The mass term of a fermion mixes the left- and right-handed chiral states, and in the limit that the mass goes to zero, the chiralities no longer mix at all and can be treated independently.
\begin{equation}
\mathcal{L} = \begin{pmatrix}\overline \psi_R & \overline \psi_L \end{pmatrix}
\begin{pmatrix} -m & i \sigma^\mu \partial_\mu \\
i \overline \sigma^\mu \partial_\mu & -m \end{pmatrix}
\begin{pmatrix} \psi_L \\ \psi_R \end{pmatrix}
\end{equation}
What I wish to consider is density of the chiral asymmetry, \(n_5 := n_R - n_L\).
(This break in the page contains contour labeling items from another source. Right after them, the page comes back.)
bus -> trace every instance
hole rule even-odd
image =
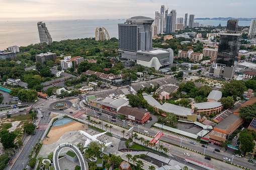
[[[19,100],[19,98],[17,96],[13,96],[13,100]]]

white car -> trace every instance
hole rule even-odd
[[[238,154],[236,154],[235,156],[238,157],[242,157],[242,156],[241,156],[240,155]]]
[[[186,156],[189,156],[190,155],[189,153],[185,153],[184,155]]]
[[[227,161],[230,161],[230,159],[228,158],[227,157],[223,157],[223,159]]]

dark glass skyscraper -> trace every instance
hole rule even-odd
[[[227,22],[226,33],[220,34],[216,63],[225,67],[232,67],[235,57],[240,47],[241,31],[242,27],[237,25],[238,20],[229,20]]]

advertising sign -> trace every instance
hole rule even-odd
[[[132,120],[135,120],[135,117],[128,115],[128,119]]]

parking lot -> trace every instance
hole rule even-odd
[[[198,126],[195,126],[194,124],[192,123],[179,123],[176,126],[177,129],[196,134],[203,129],[202,127]]]

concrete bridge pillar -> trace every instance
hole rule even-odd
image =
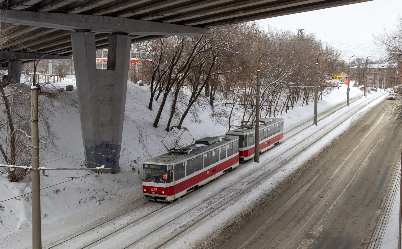
[[[23,63],[21,61],[10,60],[8,62],[8,76],[7,79],[11,84],[21,81],[21,70]]]
[[[109,36],[107,69],[97,70],[95,33],[71,32],[80,116],[88,168],[119,170],[131,36]]]

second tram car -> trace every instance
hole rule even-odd
[[[144,162],[144,196],[171,202],[239,165],[238,136],[207,137]]]
[[[283,119],[278,118],[260,119],[258,150],[262,153],[273,147],[283,139]],[[236,130],[226,132],[228,136],[235,136],[240,138],[240,161],[246,161],[254,156],[254,136],[255,125],[242,126]]]

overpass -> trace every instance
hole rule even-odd
[[[19,82],[33,51],[73,55],[87,166],[118,170],[130,45],[371,0],[0,0],[0,67]],[[96,50],[107,48],[107,70]]]

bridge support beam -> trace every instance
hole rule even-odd
[[[95,33],[72,32],[81,127],[86,164],[119,170],[131,36],[112,34],[107,69],[97,70]]]

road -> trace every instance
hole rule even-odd
[[[355,120],[214,247],[366,248],[402,149],[401,125],[384,111],[390,101]]]

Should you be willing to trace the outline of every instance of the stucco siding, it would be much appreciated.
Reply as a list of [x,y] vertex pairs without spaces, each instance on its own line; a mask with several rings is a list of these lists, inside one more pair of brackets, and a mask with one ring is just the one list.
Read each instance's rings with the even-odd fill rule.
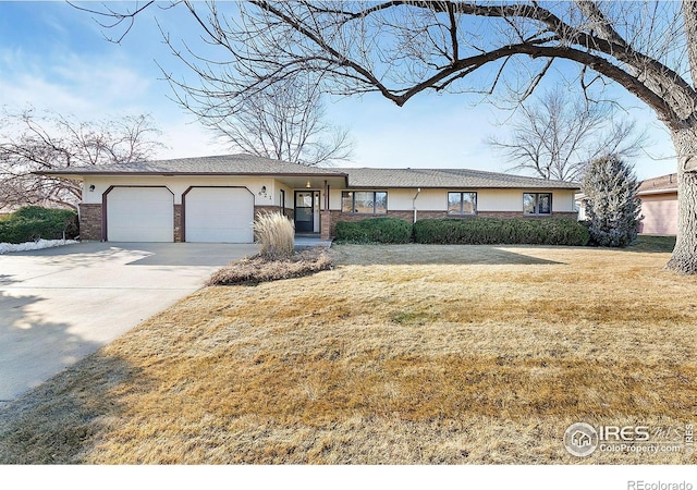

This quantity should be well defined in the massless limit as the left- and right-handed components are independent; however, I'm wondering whether one can define this if a mass term does exist.
If it can be defined, then how does this asymmetry evolve in time? Specifically, I wish to compute
\begin{equation}\frac{dn_5}{dt}\end{equation}
in the context of cosmology. I would naively expect that when \(T \gg m\), then \(\dot n_5 \to 0\) as the fermions are effectively massless compared to their energies, but I do not know how to compute this rate, nor was I able to find much literature on this.
So in all:
- Is it valid to consider this chiral asymmetry density for a massive fermion? And if so,
- How does this chiral asymmetry density evolve in the context of cosmology?